Os primeiros passos de Lindolfo Collor na vida política
dão-se através do “Bloco Acadêmico Castilhista", formador da chamada
"Geração de 1907“, que atuava na renovação do poderoso Partido Republicano
Rio-Grandense. Devo esclarecer que sou parente de Júlio Prates de Castilhos, o
que me leva a emocionar-me, ao recordar os fatos políticos e culturais do
início do século, onde homens da envergadura de Lindolfo Collor, Flores da
Cunha, Osvaldo Aranha, Getúlio Vargas, Maurício Cardoso, Firmino Paim Filho,
dando suporte político ao líder incontestável da época, o Presidente da minha
província, Borges de Medeiros, abriam caminho para que, após a revolução de
trinta, quatro tenham se tornado ministros de estado, um tenha sido interventor
e Governador, e Vargas, presidente por dezenove anos.
Essa geração de 1907 não somente renovou a política nos pagos
meridionais, mas ascendeu ao poder federal, no bojo de uma revolução, que
transformou as instituições do País e sedimentou uma nova estrutura de poder,
do âmbito federal ao regional, modernizando-o institucionalmente, sepultando o
que se convencionou chamar de “República Velha”.
Vale ressaltar que a plêiade de jovens políticos da geração
castilhista de 1907 era formada quase que exclusivamente por bacharéis em
direito, a única exceção era a de Lindolfo Collor, formado em farmácia.
Interessante ressaltar que este homem, formado academicamente
para a vida na botica, teve uma atuação multifacetária: poeta na juventude,
jornalista, diretor de jornal, político, deputado estadual, deputado federal,
conspirador pela revolução de 1930, financista, Ministro de Estado, opositor à
ditadura Vargas, exilado político. O seu compromisso e trajetória superaram os limites
das querências meridionais e se projetaram nacionalmente, consolidando uma
figura exponencial de estadista, voltado para os humildes, os “sem-empregos” de
então, os descamisados e pés no chão de hoje.
Numa época em que dominava a política conservadora no País,
afirmava Lindolfo Collor os valores da renovação, da mudança, da transformação,
num ponto de vista de amparo e libertação do homem humilde, desamparado, ao
sabor das forças econômicas espoliativas, cujo apetite de lucro não transigia
diante da desproteção do nosso operariado, como se pode recolher de excertos de
seus escritos.
“Eu tenho — para bem falar a verdade — um grande, um
incoercível receio da solicitude com que os nossos legisladores estão
examinando a questão social. A experiência demonstra que nada tem sido tão
fatal ao Brasil como essa boa vontade de última hora, dos seus representantes.

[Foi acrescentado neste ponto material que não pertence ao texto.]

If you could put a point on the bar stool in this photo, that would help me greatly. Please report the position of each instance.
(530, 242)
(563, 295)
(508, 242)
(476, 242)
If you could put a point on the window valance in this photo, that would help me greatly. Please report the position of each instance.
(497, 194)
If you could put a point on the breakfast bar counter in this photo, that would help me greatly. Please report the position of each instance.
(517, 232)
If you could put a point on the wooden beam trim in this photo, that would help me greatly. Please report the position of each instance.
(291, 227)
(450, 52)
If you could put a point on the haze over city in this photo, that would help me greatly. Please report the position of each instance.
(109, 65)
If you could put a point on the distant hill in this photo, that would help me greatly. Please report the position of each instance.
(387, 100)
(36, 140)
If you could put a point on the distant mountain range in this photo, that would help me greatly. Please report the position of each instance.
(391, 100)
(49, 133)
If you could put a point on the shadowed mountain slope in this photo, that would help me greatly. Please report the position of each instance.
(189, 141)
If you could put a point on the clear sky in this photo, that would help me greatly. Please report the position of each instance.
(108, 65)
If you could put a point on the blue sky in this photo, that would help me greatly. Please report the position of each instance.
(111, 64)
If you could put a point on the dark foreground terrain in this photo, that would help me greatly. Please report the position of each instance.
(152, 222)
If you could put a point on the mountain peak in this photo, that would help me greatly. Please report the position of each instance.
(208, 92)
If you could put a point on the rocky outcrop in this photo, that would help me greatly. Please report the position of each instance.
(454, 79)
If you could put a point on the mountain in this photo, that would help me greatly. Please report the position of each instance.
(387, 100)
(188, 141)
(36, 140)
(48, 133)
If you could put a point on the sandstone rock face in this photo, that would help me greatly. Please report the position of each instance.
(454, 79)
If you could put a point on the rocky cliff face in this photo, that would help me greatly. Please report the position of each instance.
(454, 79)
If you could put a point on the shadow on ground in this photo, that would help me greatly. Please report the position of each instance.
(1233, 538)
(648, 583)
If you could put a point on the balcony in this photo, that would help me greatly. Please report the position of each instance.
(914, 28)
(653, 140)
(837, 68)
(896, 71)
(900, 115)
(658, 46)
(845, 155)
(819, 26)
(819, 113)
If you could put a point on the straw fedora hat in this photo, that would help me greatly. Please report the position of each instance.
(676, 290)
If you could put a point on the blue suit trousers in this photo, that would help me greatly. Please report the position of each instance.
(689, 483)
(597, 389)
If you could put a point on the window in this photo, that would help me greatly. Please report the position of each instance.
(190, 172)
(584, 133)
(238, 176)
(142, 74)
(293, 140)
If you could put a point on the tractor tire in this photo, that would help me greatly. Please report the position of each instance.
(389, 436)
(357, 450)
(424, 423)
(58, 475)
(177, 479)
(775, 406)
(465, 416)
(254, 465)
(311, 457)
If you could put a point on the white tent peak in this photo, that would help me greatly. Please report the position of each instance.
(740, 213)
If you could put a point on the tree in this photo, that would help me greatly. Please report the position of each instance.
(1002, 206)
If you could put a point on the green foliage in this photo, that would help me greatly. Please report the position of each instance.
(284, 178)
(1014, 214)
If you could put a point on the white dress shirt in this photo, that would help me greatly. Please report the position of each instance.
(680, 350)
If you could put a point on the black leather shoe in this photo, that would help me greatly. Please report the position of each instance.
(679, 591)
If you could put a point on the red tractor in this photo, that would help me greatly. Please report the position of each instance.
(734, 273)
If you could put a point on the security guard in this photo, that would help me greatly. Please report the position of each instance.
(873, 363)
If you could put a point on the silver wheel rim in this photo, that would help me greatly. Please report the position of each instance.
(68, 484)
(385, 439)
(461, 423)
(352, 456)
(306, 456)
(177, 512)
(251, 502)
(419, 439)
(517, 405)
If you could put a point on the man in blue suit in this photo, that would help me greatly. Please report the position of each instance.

Não é meu Intuito fazer paradoxos, primeiro, porque isto não é dos meus hábitos
e, segundo, porque o caso é demasiado grave para que alguém possa ter o mau
gosto de o tratar de “coeur léger", assim como quem vai comentar, por
desfastio, um assunto qualquer posto em foco por circunstância de momento.”

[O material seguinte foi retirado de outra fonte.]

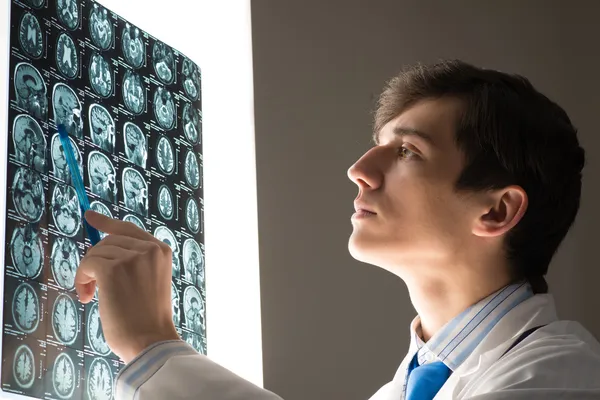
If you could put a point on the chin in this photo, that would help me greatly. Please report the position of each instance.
(364, 249)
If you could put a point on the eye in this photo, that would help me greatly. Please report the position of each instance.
(406, 153)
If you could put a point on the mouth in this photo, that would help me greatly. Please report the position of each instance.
(361, 213)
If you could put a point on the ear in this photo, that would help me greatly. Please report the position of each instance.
(503, 210)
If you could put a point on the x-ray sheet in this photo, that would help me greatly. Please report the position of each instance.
(132, 107)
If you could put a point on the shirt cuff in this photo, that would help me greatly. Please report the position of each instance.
(146, 364)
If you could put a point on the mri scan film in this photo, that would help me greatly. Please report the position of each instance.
(101, 29)
(131, 105)
(27, 251)
(30, 35)
(102, 128)
(30, 90)
(134, 95)
(60, 169)
(67, 109)
(65, 210)
(29, 142)
(136, 146)
(64, 261)
(66, 56)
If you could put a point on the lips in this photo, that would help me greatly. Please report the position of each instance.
(361, 207)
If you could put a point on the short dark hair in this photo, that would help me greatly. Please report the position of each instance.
(510, 134)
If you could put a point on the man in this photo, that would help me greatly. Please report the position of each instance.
(474, 181)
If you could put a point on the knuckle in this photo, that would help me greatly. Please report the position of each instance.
(166, 249)
(155, 249)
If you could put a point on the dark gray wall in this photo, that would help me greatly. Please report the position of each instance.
(334, 328)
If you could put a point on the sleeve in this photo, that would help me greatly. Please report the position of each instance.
(174, 370)
(547, 369)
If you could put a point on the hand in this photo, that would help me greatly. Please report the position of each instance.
(132, 270)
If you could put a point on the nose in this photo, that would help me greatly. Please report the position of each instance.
(366, 172)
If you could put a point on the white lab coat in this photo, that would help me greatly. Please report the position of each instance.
(558, 361)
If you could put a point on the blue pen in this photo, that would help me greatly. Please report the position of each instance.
(84, 202)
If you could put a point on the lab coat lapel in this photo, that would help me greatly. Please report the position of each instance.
(536, 311)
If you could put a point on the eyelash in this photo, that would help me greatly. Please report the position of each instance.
(402, 149)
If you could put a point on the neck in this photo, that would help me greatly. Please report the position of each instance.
(438, 300)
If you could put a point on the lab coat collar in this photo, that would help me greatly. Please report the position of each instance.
(535, 311)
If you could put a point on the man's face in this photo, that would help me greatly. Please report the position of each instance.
(408, 182)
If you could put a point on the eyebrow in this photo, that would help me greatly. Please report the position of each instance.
(406, 131)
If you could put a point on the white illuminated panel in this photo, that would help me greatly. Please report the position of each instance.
(217, 36)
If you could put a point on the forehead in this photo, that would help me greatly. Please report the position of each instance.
(435, 118)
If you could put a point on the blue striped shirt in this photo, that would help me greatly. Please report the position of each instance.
(456, 340)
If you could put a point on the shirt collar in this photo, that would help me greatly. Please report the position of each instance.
(456, 340)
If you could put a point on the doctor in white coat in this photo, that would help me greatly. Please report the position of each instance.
(473, 182)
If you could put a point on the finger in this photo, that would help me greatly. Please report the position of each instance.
(109, 253)
(124, 242)
(115, 226)
(85, 292)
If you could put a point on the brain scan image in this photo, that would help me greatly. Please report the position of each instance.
(164, 108)
(100, 75)
(24, 367)
(101, 30)
(64, 378)
(164, 62)
(26, 308)
(102, 128)
(30, 89)
(29, 142)
(59, 160)
(134, 95)
(175, 305)
(68, 13)
(191, 79)
(67, 109)
(28, 194)
(35, 3)
(27, 251)
(133, 46)
(136, 146)
(195, 341)
(192, 170)
(66, 56)
(134, 220)
(193, 262)
(164, 234)
(165, 155)
(95, 334)
(135, 191)
(100, 380)
(64, 319)
(193, 310)
(30, 36)
(102, 209)
(64, 261)
(165, 202)
(191, 123)
(192, 215)
(65, 210)
(101, 173)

“Engana-se profundamente quem supuser que dentro da nova
ordem de coisas que nasce com o fim da luta das potências, será possível ainda
ir iludindo a verdadeira situação do proletariado e adiando a sua definitiva
Incorporação moral e econômica na civilização ocidental, que é também a nossa.

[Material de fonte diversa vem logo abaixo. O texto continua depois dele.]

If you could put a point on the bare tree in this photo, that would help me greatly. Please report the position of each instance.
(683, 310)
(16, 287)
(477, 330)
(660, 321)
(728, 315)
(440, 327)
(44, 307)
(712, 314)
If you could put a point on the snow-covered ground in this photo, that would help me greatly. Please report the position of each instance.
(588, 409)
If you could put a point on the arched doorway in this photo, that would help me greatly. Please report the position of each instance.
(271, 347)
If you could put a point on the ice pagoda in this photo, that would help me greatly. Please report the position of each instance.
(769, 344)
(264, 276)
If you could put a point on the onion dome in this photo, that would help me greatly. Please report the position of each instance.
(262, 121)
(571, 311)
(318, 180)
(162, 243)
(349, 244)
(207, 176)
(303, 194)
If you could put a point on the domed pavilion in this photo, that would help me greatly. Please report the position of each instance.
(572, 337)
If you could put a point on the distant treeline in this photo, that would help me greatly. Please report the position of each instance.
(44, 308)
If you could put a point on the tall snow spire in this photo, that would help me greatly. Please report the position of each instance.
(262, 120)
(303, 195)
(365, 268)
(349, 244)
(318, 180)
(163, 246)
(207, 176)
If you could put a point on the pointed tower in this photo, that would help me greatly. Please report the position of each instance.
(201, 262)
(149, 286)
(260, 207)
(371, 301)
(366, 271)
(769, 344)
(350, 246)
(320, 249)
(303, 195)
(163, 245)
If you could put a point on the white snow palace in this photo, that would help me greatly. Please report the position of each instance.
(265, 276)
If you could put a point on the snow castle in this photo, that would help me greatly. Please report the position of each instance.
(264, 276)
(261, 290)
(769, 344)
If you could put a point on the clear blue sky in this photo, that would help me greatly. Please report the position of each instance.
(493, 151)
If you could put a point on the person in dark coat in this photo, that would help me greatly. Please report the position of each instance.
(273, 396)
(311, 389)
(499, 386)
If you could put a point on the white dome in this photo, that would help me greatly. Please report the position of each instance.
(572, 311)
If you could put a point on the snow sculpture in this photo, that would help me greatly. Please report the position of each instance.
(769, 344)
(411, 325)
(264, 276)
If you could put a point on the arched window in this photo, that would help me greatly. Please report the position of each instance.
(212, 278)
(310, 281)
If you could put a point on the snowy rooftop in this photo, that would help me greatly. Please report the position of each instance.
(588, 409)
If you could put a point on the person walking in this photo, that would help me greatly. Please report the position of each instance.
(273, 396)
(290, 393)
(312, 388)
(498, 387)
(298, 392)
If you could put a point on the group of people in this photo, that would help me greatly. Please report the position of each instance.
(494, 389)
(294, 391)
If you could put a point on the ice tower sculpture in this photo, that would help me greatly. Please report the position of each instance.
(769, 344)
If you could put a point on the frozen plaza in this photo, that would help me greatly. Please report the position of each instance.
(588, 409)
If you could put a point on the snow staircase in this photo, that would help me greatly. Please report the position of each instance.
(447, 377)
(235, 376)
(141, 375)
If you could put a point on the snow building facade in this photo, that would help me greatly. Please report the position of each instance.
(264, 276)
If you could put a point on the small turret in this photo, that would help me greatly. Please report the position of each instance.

A consciência do mundo está amadurecendo para a reforma social. Um ano, dois,
cinco, dez, o prazo final pouco importa. O fato é que os explorados se levantam
contra os exploradores. Uma mentalidade retrógrada poderia objetar que isto é
uma coisa velha, que Spartacus já tentou em Roma o que a Revolução Francesa
impôs, em parte, ao mundo. Mas a verdade das coisas é muito diferente. O que
não passava de arrancos pessoais ou, quando muito, de movimentos nacionais, é
hoje uma aspiração universal."
“A balança social se mantinha em equilíbrio até aqui, porque
num dos seus pratos pesava o ferro das carabinas, o aço das espadas, o bronze
dos canhões. E já então não será possível dizer com exatidão a que espetáculos
assistirá o mundo atônito e até onde irá a resistência da nossa civilização,
cujas conquistas estão sendo malbaratadas por espíritos que não compreendem as
grandes verdades que andam no ar... ”
“Como as condições econômicas variam infinitamente de Estado
a Estado, compreende-se que neste particular — e eu tenho como fora de dúvida
que este é o aspecto central da questão — nós temos que fazer obra nossa,
exclusivamente nossa, procurando ver, antes de tudo, onde estão, para o
bem-estar do proletariado, as falhas do nosso sistema econômico, a fim de lhe
dar remédio seguro e de acordo com as possibilidades e imposições do meio.”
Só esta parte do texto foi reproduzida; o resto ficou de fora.